1)    Unsur masyarakat yang berasal dari Jawa dan beragama Siwa.
2)    Unsur masyarakat yang beragama Buddha Mahayana (Mpu Kuturan dan para pengikutnya).
3)    Unsur masyarakat Bali Aga yang mewakili 6 Sub Sekte Agama yaitu : Sambu, Brahma, Indra, Wisnu, Bayu, Kala (Suhardana, 2006:121).
       Namun ada beberapa pendapat lain mengenai Sekte-sekte yang ada yaitu : menurut I Nyoman Satrya Atmanadi (Dasar Kepemangkuan) sekte-sekte tersebut adalah Mahadewa, Iswara, Indra, Sambu, Wisnu, Sangkara, dan Maheswara sedangkan menurut R. Goris (Sekte-sekte di Bali) sekte-sekte itu ada 9 yaitu : Bairawa, Buddha Sogata, Brahmana, Ganapati, Rsi, Pasupati, Sora (Surya), Siwa Siddhanta dan Waisnawa.
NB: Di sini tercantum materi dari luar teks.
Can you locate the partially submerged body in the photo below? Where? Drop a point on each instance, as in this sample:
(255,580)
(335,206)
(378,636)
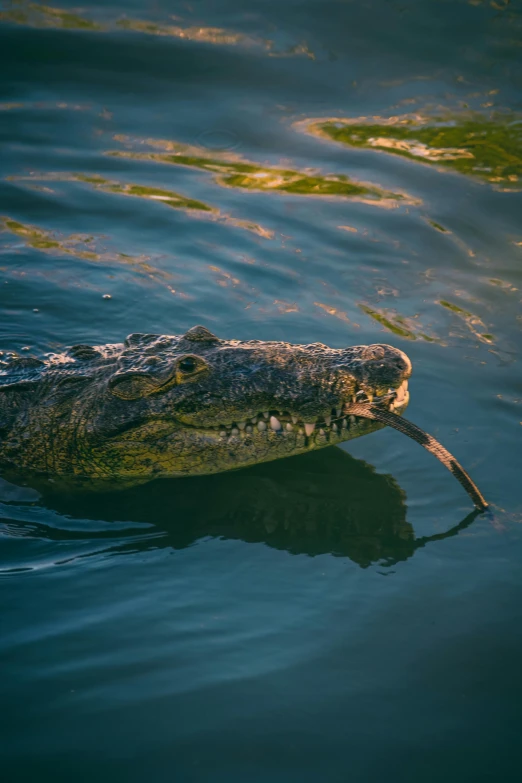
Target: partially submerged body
(162,406)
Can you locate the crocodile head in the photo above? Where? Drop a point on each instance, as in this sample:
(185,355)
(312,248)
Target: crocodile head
(195,404)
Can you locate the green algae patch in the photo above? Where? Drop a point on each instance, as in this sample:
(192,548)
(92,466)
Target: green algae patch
(81,246)
(485,147)
(408,328)
(230,170)
(167,197)
(41,239)
(472,321)
(35,15)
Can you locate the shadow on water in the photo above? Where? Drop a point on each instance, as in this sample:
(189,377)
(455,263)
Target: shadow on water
(324,502)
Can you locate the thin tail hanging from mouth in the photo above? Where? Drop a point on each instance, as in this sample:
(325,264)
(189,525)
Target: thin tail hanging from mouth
(428,441)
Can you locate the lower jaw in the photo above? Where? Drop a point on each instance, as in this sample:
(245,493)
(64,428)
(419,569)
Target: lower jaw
(297,441)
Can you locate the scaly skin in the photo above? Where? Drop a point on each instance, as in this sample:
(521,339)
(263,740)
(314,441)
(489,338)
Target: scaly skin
(162,406)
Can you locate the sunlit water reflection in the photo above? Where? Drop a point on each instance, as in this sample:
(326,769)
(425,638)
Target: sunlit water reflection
(343,172)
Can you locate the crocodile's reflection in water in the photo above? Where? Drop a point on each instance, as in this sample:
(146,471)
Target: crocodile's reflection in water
(323,502)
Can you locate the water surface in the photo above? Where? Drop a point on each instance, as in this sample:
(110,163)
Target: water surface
(321,170)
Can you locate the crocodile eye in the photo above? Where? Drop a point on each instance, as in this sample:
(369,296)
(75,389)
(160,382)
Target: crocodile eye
(188,364)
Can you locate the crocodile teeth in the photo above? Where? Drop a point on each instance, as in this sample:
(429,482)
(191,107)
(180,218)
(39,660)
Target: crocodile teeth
(275,423)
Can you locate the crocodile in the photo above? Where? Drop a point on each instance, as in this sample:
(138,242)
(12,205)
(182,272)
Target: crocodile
(163,405)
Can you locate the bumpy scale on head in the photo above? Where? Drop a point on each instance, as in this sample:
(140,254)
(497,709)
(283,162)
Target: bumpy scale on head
(160,405)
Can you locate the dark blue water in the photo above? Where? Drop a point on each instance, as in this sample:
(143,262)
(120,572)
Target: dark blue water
(333,617)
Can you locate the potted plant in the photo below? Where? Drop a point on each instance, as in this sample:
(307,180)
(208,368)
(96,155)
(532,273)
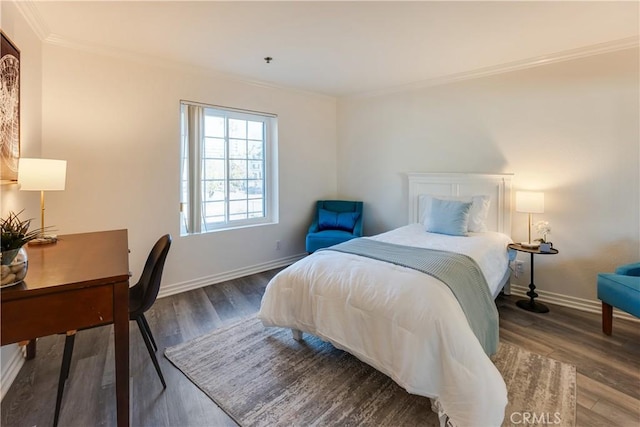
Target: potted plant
(13,257)
(544,229)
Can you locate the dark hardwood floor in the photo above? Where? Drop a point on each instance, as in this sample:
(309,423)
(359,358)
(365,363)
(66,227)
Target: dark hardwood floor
(608,367)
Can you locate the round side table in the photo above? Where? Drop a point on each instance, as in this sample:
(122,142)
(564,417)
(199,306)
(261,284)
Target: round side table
(530,304)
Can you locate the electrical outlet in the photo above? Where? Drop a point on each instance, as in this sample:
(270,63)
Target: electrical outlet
(519,268)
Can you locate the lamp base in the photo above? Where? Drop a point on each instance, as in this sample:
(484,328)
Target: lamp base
(44,240)
(530,245)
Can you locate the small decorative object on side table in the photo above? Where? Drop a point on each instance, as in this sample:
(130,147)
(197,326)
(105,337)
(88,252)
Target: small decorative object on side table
(531,304)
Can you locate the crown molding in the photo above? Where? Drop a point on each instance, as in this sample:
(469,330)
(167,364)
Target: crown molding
(567,55)
(30,13)
(35,21)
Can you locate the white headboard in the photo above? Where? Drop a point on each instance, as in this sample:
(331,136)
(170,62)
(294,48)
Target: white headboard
(496,186)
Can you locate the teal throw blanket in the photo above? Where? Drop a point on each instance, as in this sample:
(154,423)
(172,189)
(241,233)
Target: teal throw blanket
(459,272)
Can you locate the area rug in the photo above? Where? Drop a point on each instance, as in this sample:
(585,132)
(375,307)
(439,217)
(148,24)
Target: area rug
(263,377)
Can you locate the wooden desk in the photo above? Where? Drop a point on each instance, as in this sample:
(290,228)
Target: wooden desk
(79,282)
Apapun nama sekte-sekte tersebut, yang terpenting adalah adanya kesepakatan bahwa ke 6 batang Sekte/Sub Sekte tersebut telah mempersatukan dirinya kedalam satu paham yang dinamakan Tri Murti, yaitu bahwa Tuhan itu hanya satu. paham tersebut sekarang dikenal dengan Agama Hindu (Suhardana, 2006:122).
           
2.4.10  Piyasan 
       Piasan yang disebut juga pahyasan, ialah suatu bale suci yang berfungsi untuk tempat menata gegaluhan (menghiasi pratima-pratima) dan kadang-kadang ngubeng menghayat dewa samudhaya (dewa-dewi semua) yang sering disubut dewa pratista (mrnghadirkan para dewa) (Suandra, Himpunan Ulap-ulap Pelinggih:28)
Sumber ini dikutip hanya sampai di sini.